Posted at 4:28 PM, Jun 28, 2019
and last updated 2019-06-28 20:13:02-04

HELENA — A Helena lawyer and former assistant attorney general is running for Montana’s open Supreme Court seat in 2020, and a state district judge in Helena is considering the race as well.

Mike Black, a lawyer in private practice who also worked as an assistant attorney general under attorneys general Steve Bullock and Tim Fox, filed paperwork as a candidate three weeks ago, shortly after Justice Laurie McKinnon announced she won’t run for re-election next year.

Black told MTN News Friday he’d been considering the race even before McKinnon decided not to run.

He said his broad experience in the law makes him a good fit for the high court.

“I have immense respect for the Montana Supreme Court and our system of justice and the rule of law,” he said. “The citizens of Montana should expect and deserve a Supreme Court justice without enough experience to grasp the law … and apply it in a way that respects the Montana constitution, protects people’s rights and respects their dignity.”

District Judge Mike McMahon, who’s been on the bench in District 1 since 2017, told MTN News that he’s looking at the race and will decide by next week.

Before he was elected to his judgeship in 2016, McMahon had been an attorney in private practice in Helena.

McKinnon announced June 3 that she won’t run for a second term on the seven-member court.
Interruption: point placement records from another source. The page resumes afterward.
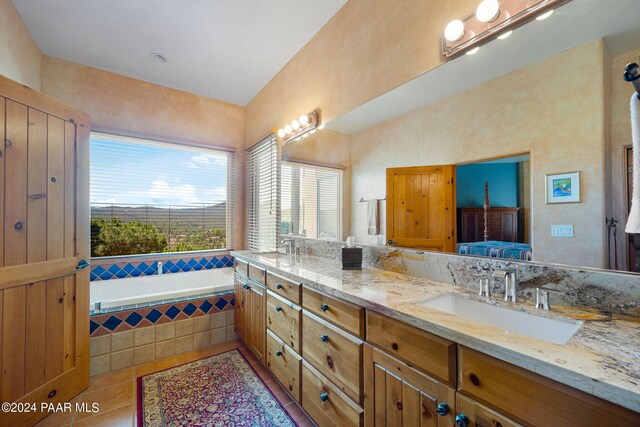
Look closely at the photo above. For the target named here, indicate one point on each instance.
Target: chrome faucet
(542, 298)
(510, 283)
(289, 245)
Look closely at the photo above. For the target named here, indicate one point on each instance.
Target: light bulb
(488, 11)
(545, 15)
(454, 30)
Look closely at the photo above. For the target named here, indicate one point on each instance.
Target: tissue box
(352, 258)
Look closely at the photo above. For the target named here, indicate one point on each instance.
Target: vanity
(369, 348)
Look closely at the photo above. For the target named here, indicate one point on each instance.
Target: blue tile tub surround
(124, 320)
(148, 267)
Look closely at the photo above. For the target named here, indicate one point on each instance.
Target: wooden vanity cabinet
(478, 415)
(532, 399)
(397, 394)
(249, 311)
(255, 319)
(239, 305)
(432, 354)
(325, 403)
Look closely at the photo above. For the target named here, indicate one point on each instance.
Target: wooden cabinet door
(239, 307)
(44, 247)
(256, 320)
(421, 207)
(396, 394)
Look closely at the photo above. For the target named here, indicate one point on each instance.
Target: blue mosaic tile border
(123, 270)
(101, 324)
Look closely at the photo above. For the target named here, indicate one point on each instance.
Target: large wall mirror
(541, 117)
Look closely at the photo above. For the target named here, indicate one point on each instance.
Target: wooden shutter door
(44, 223)
(421, 207)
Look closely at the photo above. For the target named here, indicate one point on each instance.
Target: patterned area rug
(221, 390)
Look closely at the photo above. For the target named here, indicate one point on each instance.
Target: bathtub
(158, 288)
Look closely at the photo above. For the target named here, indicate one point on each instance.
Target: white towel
(373, 217)
(633, 223)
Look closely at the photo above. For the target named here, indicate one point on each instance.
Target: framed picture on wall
(562, 187)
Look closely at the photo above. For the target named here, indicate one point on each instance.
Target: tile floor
(116, 394)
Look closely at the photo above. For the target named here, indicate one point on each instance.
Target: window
(311, 201)
(151, 197)
(262, 195)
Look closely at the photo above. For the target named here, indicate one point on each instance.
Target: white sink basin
(557, 331)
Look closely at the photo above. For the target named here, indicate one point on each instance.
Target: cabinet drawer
(398, 394)
(258, 274)
(325, 403)
(283, 318)
(531, 399)
(434, 355)
(242, 267)
(335, 353)
(479, 415)
(284, 287)
(284, 364)
(349, 317)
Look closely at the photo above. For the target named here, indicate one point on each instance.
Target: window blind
(262, 195)
(311, 201)
(150, 196)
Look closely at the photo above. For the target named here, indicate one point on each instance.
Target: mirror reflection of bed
(494, 208)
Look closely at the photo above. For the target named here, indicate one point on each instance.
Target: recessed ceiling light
(157, 58)
(545, 15)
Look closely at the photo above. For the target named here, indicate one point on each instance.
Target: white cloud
(111, 200)
(215, 194)
(209, 159)
(161, 191)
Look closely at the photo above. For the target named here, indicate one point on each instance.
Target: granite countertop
(602, 358)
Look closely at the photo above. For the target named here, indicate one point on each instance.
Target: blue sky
(143, 172)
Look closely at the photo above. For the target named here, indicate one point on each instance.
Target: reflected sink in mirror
(272, 255)
(556, 331)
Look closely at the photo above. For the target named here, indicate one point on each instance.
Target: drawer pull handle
(462, 420)
(442, 409)
(474, 380)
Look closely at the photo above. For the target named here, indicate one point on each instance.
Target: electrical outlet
(562, 230)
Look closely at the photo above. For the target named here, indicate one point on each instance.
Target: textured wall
(368, 48)
(20, 58)
(621, 92)
(124, 105)
(545, 109)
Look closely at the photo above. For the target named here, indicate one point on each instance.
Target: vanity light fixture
(492, 19)
(488, 11)
(544, 15)
(302, 127)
McKinnon’s husband recently took a job in North Carolina, and she told MTN News that she wasn’t looking forward to another partisan-tinged race. Conservatives and business groups supported McKinnon in her 2012 contest against Edmund Sheehy Jr., who was backed by Democrats and liberal-leaning groups.

While McKinnon generally is considered part of the conservative wing of the court, she’s sometimes been a swing vote on some closely decided cases.

When asked about the political makeup of the court, Black said he doesn’t consider the court’s members to be decidedly political one way or the other — and that he’d like to keep it that way.

“I firmly believe that everybody on the court is fair and open-minded, and that it’s their objective to apply the law in a fair and consistent way,” he said. “I think it’s important for us to be diligent in preventing partisan politics from creeping into the Montana Supreme Court or any other court, for that matter, for it really has no place there.”

Judges run as nonpartisan candidates in Montana. Black said he has made political contributions in the past to candidates from both major parties.

Black, 57, is a native of Havre, earned his undergraduate degree from the University of Montana and has a law degree from Cornell University in Ithaca, New York.

He said he’s worked for big and medium-sized law firms and as a solo practitioner, and works currently for a law firm based in Bozeman.

Black was an assistant attorney general in Montana from 2011-2015, often working on cases defending the constitutionality of Montana statutes, including significant election and campaign-finance laws.

He also has been litigation director for the Montana Legal Services Association, which represents low-income Montanans in civil legal cases and issues.

“I think I have a broad understanding of how the legal system operates in Montana and how it affects people,” he said.